I suggest you verify your device IRQ's are not shared with a slower device like a USB interface.
use:
cat /proc/vmware/interrupts
Vector PCPU 0 PCPU 1 PCPU 2 PCPU 3
0x21: 0 0 0 0 VMK ACPI Interrupt
0x29: 2 0 0 0 COS irq 1 (ISA edge)
0x31: 1 0 0 0 <COS irq 6 (ISA edge)>
0x39: 0 0 0 0 <COS irq 8 (ISA edge)>
0x41: 14 0 0 0 COS irq 12 (ISA edge)
0x49: 0 0 0 0 <COS irq 13 (ISA edge)>
0x51: 0 0 0 0 <COS irq 14 (ISA edge)>
0x59: 40 0 0 0 COS irq 15 (ISA edge)
0x61: 0 0 0 0 COS irq 16 (PCI level)
0x69: 1447683 5188742 8819947 8681993 <COS irq 18 (PCI level)>, VMK ioc0
0x71: 1531 11222 18710 52277 <COS irq 17 (PCI level)>, VMK qla2300
0x79: 581145 1250520 1671525 1729260 <COS irq 19 (PCI level)>, VMK vmnic0
0x81: 20691576 94268900 153193164 157074040 <COS irq 20 (PCI level)>, VMK vmnic1
When you see more than one dev per vector there could be a shared issue if the shared devs differ greatly. e.g. UART + HBA = slow HBA
Also look for IRQ's that are only processed by one CPU.
vExpert 2009
Hi Mike,
yeah i was just looking at that article by Tom SIghtler
IRQ's look ok - yes one is being shared by one of the NIC's and the FC HBA's, but its spread across all the processors, right? See attached
Hi Justin
Hope you manage to find something in the logs to sort out your initial problem...

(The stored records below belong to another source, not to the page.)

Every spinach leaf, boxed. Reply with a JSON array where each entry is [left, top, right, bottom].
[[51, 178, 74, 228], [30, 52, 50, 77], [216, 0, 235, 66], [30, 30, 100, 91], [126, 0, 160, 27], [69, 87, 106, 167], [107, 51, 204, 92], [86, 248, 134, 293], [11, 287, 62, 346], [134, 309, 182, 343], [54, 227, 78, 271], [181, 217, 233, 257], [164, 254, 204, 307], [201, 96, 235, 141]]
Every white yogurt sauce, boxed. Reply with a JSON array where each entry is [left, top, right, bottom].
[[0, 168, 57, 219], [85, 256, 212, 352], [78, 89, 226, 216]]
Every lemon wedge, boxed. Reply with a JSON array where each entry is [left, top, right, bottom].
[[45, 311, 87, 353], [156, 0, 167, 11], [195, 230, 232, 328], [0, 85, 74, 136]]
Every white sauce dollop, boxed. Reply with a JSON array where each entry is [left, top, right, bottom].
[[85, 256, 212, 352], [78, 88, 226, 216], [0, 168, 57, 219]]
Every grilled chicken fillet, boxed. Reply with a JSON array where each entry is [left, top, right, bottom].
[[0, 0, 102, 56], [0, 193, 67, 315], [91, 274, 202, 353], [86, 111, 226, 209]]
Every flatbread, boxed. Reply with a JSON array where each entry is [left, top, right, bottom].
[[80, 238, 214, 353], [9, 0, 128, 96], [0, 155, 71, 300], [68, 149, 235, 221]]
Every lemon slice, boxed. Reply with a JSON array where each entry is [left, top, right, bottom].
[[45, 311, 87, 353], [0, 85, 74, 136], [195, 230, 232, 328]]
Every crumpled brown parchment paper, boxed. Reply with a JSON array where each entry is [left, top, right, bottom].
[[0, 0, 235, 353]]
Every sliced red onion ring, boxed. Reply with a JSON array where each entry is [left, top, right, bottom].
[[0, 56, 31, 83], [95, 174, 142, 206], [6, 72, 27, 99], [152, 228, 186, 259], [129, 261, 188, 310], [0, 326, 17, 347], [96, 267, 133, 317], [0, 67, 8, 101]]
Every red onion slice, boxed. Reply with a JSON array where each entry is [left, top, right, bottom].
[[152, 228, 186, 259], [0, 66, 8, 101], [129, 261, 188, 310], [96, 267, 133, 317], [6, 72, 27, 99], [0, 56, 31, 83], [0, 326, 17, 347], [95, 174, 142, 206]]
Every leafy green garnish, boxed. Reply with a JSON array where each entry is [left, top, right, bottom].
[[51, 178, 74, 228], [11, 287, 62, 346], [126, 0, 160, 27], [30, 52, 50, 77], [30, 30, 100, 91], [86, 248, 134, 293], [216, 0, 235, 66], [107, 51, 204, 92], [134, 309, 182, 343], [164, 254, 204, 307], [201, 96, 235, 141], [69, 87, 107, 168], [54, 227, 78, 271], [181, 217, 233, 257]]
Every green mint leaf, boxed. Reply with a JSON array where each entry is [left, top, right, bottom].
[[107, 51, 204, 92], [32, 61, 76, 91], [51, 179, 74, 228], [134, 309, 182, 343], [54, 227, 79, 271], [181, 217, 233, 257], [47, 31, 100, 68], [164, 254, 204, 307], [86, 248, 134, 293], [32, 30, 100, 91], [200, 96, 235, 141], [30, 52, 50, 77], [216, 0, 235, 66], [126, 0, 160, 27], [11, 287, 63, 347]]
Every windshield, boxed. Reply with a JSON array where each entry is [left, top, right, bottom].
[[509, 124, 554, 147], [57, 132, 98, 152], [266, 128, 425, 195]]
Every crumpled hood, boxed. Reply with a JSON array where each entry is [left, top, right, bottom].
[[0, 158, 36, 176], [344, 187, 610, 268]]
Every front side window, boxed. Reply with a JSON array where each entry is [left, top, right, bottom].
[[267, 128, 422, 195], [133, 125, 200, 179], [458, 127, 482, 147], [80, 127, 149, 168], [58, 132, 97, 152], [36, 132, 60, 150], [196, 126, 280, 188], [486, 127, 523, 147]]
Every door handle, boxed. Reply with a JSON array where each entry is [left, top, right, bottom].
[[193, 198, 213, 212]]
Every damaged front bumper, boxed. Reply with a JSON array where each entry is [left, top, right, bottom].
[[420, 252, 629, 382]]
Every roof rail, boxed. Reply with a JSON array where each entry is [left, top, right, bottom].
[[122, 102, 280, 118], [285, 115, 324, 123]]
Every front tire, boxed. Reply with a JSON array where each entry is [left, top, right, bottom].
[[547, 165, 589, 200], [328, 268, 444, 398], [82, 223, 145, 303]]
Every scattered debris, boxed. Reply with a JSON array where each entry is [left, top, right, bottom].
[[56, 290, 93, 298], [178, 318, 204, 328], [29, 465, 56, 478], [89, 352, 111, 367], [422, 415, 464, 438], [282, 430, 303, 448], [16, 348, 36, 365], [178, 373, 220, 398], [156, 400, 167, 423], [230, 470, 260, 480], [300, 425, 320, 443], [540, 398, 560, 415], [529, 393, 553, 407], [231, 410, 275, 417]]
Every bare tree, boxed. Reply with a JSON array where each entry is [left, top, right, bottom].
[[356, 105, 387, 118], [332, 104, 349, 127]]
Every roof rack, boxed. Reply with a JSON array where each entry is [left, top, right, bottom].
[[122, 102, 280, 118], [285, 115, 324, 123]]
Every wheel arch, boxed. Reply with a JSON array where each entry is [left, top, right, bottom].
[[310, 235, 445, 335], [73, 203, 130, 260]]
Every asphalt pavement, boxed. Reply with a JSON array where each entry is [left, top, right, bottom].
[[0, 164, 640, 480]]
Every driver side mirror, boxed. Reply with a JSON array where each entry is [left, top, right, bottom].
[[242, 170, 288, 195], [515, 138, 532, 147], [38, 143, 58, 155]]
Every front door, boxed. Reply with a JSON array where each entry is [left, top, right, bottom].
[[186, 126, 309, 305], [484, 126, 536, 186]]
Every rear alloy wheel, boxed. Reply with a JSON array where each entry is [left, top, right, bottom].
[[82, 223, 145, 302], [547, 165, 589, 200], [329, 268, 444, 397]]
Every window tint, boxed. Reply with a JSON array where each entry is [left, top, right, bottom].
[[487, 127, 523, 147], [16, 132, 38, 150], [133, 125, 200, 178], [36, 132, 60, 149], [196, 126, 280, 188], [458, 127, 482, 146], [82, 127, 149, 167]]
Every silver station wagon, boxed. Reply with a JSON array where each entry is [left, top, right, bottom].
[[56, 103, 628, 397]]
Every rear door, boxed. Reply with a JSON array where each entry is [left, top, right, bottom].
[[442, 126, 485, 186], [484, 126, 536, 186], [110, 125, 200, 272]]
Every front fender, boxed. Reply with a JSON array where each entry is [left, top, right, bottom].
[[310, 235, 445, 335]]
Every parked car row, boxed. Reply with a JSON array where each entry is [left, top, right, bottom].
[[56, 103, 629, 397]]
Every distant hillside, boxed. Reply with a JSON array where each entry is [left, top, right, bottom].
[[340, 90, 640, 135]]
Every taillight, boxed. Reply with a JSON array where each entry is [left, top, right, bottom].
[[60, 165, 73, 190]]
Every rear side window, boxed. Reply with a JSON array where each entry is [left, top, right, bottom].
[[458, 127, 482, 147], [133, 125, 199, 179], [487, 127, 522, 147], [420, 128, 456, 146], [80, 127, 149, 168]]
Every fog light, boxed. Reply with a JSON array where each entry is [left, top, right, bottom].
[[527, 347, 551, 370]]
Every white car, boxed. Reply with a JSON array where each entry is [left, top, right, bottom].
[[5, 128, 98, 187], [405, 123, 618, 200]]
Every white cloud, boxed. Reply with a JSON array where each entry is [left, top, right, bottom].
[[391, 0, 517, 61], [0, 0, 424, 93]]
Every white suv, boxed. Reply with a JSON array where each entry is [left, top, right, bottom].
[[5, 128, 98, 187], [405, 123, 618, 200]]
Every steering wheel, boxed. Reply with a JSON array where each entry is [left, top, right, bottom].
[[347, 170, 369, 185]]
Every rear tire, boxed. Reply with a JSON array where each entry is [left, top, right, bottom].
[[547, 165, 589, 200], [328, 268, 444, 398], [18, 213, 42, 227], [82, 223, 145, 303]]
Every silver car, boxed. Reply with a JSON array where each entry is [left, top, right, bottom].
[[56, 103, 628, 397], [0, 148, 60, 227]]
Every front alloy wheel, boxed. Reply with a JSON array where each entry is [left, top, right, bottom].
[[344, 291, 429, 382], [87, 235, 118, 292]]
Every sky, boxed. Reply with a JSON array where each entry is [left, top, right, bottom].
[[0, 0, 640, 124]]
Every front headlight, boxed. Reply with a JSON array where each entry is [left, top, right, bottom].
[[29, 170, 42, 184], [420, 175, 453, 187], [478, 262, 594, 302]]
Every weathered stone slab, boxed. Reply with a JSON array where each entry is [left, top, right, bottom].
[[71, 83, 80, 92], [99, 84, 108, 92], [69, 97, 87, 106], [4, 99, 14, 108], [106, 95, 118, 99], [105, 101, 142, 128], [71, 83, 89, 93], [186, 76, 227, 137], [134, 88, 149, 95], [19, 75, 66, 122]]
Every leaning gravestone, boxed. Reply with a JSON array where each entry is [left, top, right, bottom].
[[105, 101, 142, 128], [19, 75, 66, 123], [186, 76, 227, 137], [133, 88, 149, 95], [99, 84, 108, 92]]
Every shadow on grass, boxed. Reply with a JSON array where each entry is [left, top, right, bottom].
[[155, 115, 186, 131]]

Re the NIC teaming, what teaming policy are you using and how many VMs are we talking about?
Cheers
Adam
Hi Adam,
we're just using the route via the originating virtual ID on the vswitch. No trunking on the physical switches etc.
Approx 10 VM's in the Virtual Machine Network, with 4 physical adapters in the VSwitch, which includes the service console.